Expresiones como "estilo de vida antiinflamatorio" están en auge, pero no son del todo precisas. Eliminar toda la inflamación del cuerpo es imposible. Lo clave es distinguir entre la inflamación "buena" y la "mala".
Inflamación aguda ("la buena")
El cuerpo cuenta con un sistema inflamatorio que responde a traumas e infecciones, explica Maria Borelius, bióloga y autora de Health Revolution: Finding Happiness and Health Through an Anti-Inflammatory Lifestyle. La inflamación aguda se caracteriza por dolor, enrojecimiento e hinchazón en un área específica, debido al aumento del flujo sanguíneo para reparar tejidos dañados.
Por ejemplo, si te cortas el pulgar al picar una cebolla, palpitará, enrojecerá e hinchará unos días hasta sanar. Esa es la inflamación "buena": tiene inicio, pico y fin. Otro caso es la respuesta a un resfriado: estornudos, fiebre y congestión son señales de que el cuerpo combate la infección.
Inflamación sistémica de bajo grado ("la mala")
La inflamación "mala", o sistémica de bajo grado, es similar pero persistente, sin inicio ni fin claros. Permanece en el organismo, generando riesgos graves.
Es una "puerta de entrada a enfermedades", según Borelius. Aunque no siempre hay causalidad directa, se asocia a mayor riesgo de cáncer, enfermedades cardiovasculares, diabetes, Alzheimer, depresión y trastorno bipolar.
El desgaste constante del sistema inmunológico la agrava: "Es como un pueblo con bomberos exhaustos por fuegos menores; no responden a emergencias grandes", ilustra Borelius.
Reducirla beneficia todo el cuerpo. Aquí van 5 hábitos naturales respaldados por expertos para combatirla y sentirte mejor.
Cómo reducir la inflamación
1. Prioriza el sueño
El cuerpo repara tejidos y regula la inflamación durante el sueño. Por ejemplo, la hinchazón postcena pesada desaparece al despertar. La privación activa genes inflamatorios, advierte Rachel Swanson, MS, RD, LDN, nutricionista en Beverly Hills y Manhattan.
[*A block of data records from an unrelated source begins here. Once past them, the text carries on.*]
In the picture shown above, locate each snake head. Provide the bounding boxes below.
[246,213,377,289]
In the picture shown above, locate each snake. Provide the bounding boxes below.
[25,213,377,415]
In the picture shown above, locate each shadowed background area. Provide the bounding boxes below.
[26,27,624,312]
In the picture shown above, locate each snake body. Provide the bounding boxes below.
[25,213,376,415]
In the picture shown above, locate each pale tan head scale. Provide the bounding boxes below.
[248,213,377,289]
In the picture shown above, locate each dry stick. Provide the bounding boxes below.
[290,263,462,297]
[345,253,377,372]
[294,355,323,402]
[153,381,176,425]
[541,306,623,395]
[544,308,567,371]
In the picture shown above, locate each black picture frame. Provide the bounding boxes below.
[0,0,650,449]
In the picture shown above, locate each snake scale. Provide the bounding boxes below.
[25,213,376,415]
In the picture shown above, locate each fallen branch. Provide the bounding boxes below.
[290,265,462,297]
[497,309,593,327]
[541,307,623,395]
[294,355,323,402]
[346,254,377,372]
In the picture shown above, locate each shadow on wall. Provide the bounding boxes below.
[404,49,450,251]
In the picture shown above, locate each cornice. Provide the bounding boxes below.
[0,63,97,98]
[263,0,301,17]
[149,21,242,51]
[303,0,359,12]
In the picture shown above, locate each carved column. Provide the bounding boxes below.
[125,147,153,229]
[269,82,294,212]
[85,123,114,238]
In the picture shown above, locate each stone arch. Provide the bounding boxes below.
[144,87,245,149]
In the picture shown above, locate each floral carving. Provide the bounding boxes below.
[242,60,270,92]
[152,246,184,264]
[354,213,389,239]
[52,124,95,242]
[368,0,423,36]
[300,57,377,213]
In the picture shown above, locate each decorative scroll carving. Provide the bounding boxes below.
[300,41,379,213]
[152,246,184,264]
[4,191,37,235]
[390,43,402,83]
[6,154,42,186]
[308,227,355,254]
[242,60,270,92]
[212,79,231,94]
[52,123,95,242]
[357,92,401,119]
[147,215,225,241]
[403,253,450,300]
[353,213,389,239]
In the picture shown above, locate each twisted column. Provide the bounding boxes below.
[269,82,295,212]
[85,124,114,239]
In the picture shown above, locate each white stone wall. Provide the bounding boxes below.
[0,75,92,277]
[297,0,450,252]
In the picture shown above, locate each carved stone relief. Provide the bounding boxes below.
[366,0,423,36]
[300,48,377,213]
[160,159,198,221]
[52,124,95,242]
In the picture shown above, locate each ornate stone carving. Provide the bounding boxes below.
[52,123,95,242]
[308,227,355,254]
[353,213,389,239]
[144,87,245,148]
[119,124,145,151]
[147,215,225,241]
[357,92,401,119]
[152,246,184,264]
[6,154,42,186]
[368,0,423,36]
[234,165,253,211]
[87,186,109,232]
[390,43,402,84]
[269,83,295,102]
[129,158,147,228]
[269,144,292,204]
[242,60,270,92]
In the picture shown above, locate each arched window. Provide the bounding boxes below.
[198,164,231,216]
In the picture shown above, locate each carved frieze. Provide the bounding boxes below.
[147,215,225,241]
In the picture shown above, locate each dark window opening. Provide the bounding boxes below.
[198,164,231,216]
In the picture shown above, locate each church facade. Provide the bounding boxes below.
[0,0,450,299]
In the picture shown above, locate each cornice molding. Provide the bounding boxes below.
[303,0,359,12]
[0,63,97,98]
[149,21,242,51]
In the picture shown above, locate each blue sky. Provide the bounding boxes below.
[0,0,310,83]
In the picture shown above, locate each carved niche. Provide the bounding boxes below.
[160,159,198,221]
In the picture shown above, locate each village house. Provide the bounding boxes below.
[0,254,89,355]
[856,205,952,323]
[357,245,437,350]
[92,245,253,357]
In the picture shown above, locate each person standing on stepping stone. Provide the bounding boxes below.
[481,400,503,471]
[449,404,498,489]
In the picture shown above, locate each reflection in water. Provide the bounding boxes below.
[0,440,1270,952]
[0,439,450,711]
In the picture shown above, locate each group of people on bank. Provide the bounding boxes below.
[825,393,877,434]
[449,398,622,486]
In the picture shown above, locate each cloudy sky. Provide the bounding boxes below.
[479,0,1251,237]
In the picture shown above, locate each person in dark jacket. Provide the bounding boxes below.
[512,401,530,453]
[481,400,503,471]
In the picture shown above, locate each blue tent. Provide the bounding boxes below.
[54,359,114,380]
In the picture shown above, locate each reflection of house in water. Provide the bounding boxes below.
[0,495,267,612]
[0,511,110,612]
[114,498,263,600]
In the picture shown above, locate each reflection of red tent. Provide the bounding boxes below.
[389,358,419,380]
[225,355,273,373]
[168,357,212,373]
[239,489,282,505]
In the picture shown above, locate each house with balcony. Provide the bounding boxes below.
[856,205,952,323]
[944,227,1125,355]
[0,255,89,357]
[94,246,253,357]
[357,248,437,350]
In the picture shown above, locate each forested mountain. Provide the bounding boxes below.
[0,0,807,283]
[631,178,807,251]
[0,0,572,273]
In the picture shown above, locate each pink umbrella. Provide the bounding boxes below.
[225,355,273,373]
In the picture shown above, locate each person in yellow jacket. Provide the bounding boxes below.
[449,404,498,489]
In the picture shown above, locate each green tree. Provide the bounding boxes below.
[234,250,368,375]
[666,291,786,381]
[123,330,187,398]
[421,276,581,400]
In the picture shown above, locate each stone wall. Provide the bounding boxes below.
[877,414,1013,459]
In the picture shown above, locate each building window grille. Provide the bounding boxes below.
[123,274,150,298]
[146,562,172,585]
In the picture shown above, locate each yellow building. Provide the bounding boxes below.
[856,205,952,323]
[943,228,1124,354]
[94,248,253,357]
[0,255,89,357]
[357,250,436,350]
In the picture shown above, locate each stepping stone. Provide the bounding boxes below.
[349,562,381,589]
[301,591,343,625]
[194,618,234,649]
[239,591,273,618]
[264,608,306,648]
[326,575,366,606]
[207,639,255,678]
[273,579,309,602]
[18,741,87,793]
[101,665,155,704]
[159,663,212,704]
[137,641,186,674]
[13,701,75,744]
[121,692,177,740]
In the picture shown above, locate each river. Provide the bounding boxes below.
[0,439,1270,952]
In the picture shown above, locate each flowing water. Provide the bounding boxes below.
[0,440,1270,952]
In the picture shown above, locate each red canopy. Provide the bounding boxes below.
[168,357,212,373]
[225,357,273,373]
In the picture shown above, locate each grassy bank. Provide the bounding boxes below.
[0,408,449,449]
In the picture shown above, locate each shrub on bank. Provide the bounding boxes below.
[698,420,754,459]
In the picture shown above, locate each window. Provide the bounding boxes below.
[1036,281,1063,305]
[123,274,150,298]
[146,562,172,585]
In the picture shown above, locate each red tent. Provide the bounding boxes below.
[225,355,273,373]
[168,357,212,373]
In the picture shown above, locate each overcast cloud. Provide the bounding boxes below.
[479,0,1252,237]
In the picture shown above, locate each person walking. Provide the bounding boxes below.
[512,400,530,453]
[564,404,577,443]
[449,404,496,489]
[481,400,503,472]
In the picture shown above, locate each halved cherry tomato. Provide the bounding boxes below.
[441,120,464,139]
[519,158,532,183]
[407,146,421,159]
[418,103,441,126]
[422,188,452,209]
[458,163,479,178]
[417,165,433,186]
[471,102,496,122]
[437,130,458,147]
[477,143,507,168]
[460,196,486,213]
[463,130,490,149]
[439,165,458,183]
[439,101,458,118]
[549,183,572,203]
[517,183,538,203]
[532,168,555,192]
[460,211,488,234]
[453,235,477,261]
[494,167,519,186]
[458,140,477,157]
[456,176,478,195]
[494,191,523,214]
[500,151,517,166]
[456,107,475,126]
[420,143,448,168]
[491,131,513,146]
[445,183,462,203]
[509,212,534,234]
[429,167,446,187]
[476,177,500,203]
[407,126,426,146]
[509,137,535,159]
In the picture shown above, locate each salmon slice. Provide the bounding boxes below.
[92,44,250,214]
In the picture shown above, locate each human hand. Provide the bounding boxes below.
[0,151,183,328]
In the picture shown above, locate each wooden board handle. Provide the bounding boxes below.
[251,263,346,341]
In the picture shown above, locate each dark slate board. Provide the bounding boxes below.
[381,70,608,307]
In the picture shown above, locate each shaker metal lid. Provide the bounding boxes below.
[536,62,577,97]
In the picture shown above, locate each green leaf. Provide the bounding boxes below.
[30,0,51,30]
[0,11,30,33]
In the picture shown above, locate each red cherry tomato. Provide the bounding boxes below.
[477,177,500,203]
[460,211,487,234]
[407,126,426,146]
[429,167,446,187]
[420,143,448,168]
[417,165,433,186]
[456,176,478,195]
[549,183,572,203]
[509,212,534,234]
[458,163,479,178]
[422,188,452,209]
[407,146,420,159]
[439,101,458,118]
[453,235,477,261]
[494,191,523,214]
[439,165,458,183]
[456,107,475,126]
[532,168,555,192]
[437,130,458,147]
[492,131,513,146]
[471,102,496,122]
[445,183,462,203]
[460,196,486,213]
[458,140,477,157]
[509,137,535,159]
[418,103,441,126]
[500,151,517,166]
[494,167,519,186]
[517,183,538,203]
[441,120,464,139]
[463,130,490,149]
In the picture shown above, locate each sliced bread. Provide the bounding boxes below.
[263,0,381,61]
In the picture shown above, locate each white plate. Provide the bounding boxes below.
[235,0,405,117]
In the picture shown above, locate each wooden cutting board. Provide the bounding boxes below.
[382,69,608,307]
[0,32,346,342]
Apunta a 7 horas mínimas por noche.
2. Haz ejercicio regularmente
El movimiento reduce la proteína C reactiva (PCR), marcador inflamatorio clave, según Swanson. Sigue guías: 150-300 min de moderado o 75-150 min de vigoroso semanales. Evita excesos, que generan estrés e inflamación.
3. Elige alimentos antiinflamatorios
La dieta influye directamente. Una alimentación proinflamatoria fomenta la crónica, dice Amanda Baker Lemein, MS, RD, LDN, dietista en Chicago. Consejos personalizados (ya que respuestas varían por genética):
- Aumenta comidas sin carne. Opta por proteínas vegetales: frijoles, nueces, legumbres, semillas, tofu. Son magras y ricas en nutrientes que contrarrestan carnes rojas.
- Limita azúcares añadidos y procesados. Relacionados con inflamación; prioriza naturales en vegetales crucíferos como coliflor, con sulforafano antiinflamatorio, indica Swanson.
- Equilibra grasas. Enfócate en omega-3: pescado, nueces, chía, lino, cáñamo.
- Aumenta fibra. Atrapa grasas, colesterol y azúcares proinflamatorios, expulsándolos.
4. Cuida tu salud mental
El estrés eleva inflamación fisiológica, no solo psicológica. Factores agudos (atasco, discusiones) la disparan; crónicos como baja autoestima, peor. Medita regularmente (incluso minutos diarios) para bajarla, recomienda Swanson.
5. Usa la sauna
Sesiones regulares previenen enfermedades reduciendo marcadores como fibrinógeno y leucocitos, según estudios citados por Swanson. Accede en gimnasios postentrenamiento para estirar o meditar.